Petitioner, more than twenty-one years after he was convicted, asserts that he is entitled to proceed in the trial court, on two grounds. He first contends that various police officers conspired to convict him by coercing his statements and then lying to the court about the circumstances under which the statements were given. He further contends that the prosecution knew the officers' testimony was untrue and withheld the testimony of two other officers who could have offered testimony favorable to the defense at the hearing on his motion to suppress the statements. He argues that the withholding of the witnesses amounted to withholding exculpatory evidence and violated the right to due process guaranteed by Brady v. Maryland, 373 U.S. 83 (1963). As his second ground to proceed in the trial court, petitioner alleges that erroneous evidence was used to establish that he was as a habitual offender.

A writ of error coram nobis is an extraordinarily rare remedy, more known for its denial than its approval. State v. Larimore, 341 Ark.397, 17 S.W.3d 87 (2000). We have held that a writ of error coram nobis was available to address certain errors that are found in one of four categories: insanity at the time of trial, a coerced guilty plea, material evidence withheld by the prosecutor, or a third-party confession to the crime during the time between conviction and appeal. Pitts v. State, 336 Ark. 580, 986 S.W.2d 407 (1999) (per curiam). For the writ to issue following the affirmance of a conviction, the petitioner must show a fundamental error of fact extrinsic to the record. Larimore v. State, 327 Ark. 271, 938 S.W.2d 818 (1997). Coram nobis proceedings are attended by a strong presumption that the judgment of conviction is valid. Penn v. State, 282 Ark. 571, 670 S.W.2d 428, citing Troglin v. State, 257 Ark. 644, 519 S.W.2d 740 (1975).

There is no specific time limit for seeking a writ of error coram nobis, but due diligence is required in making an application for relief, and in the absence of a valid excuse for delay, the petition will be denied. Echols v. State, ___ Ark. ___, ___ S.W.3d ___ (January 20, 2005) ("Echols Error Coram Nobis II" or "Echols ECN II"). Due diligence requires that (1) the defendant be unaware of the fact at the time of trial; (2) he could not have, in the exercise of due diligence, presented the fact at trial; or (3) upon discovering the fact, did not delay bringing the petition.
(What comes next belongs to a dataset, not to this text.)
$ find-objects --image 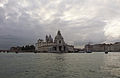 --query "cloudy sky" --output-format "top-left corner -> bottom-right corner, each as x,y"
0,0 -> 120,49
Id. A writ of error coram nobis is appropriate only when an issue was not addressed or could not have been addressed at trial because it was somehow hidden or unknown and would have prevented the rendition of the judgment had it been known to the trial court; Echols ECN II, at ____, ___ S.W.3d at ___; Brown v. State, 571, 670 S.W.2d 4 330 Ark. 627, 955 S.W.2d 901 (1997); Penn, supra.
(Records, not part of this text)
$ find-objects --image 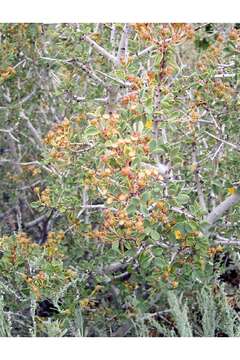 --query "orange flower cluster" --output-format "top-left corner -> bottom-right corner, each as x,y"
44,231 -> 64,258
44,118 -> 70,149
40,188 -> 51,207
0,66 -> 16,81
213,80 -> 233,98
132,23 -> 153,41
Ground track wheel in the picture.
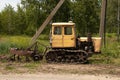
[45,52,57,63]
[79,52,88,64]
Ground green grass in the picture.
[0,35,49,54]
[0,33,120,66]
[91,33,120,65]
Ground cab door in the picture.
[52,26,63,48]
[63,26,76,48]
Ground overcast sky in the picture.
[0,0,20,11]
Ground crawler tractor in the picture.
[10,0,101,63]
[45,22,101,63]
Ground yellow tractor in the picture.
[10,0,101,63]
[45,21,101,63]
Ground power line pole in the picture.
[99,0,107,47]
[117,0,120,42]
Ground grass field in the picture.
[0,34,120,65]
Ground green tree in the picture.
[106,0,120,33]
[72,0,100,35]
[1,5,16,34]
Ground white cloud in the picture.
[0,0,20,11]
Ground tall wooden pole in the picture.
[117,0,120,42]
[99,0,107,46]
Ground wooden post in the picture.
[117,0,120,42]
[99,0,107,47]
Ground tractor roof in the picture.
[52,22,75,26]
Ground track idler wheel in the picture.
[79,52,88,64]
[33,55,43,61]
[45,52,57,63]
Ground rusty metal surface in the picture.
[10,48,33,56]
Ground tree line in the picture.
[0,0,118,36]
Here, it is abundantly clear that petitioner was aware at the time of trial that certain police officers had testified concerning his statements at the suppression hearing and at his trial but other officers had not. Even if the prosecution had somehow hidden the fact of the other officers' existence, petitioner does not explain why he could have not learned about the officers at the time of trial or, with diligence, produced the issue without a delay of more than twenty years. He was also fully aware at the time of trial of the evidence put forth by the prosecution to establish that he was as a habitual offender.

Petitioner does not allege any new facts that were unknown, or that could not have been or were not presented at trial, and he has failed to show a fundamental error that was unknown and could not have been addressed at trial and on the record on appeal. Petitioner has therefore failed to show grounds for reinvesting jurisdiction in the trial court to consider a petition for writ of error coram nobis.

Petition denied.

1 For clerical purposes, the instant petition to reinvest jurisdiction in the trial court to consider a petition for writ of error coram nobis was assigned the same docket number as the direct appeal of the judgment.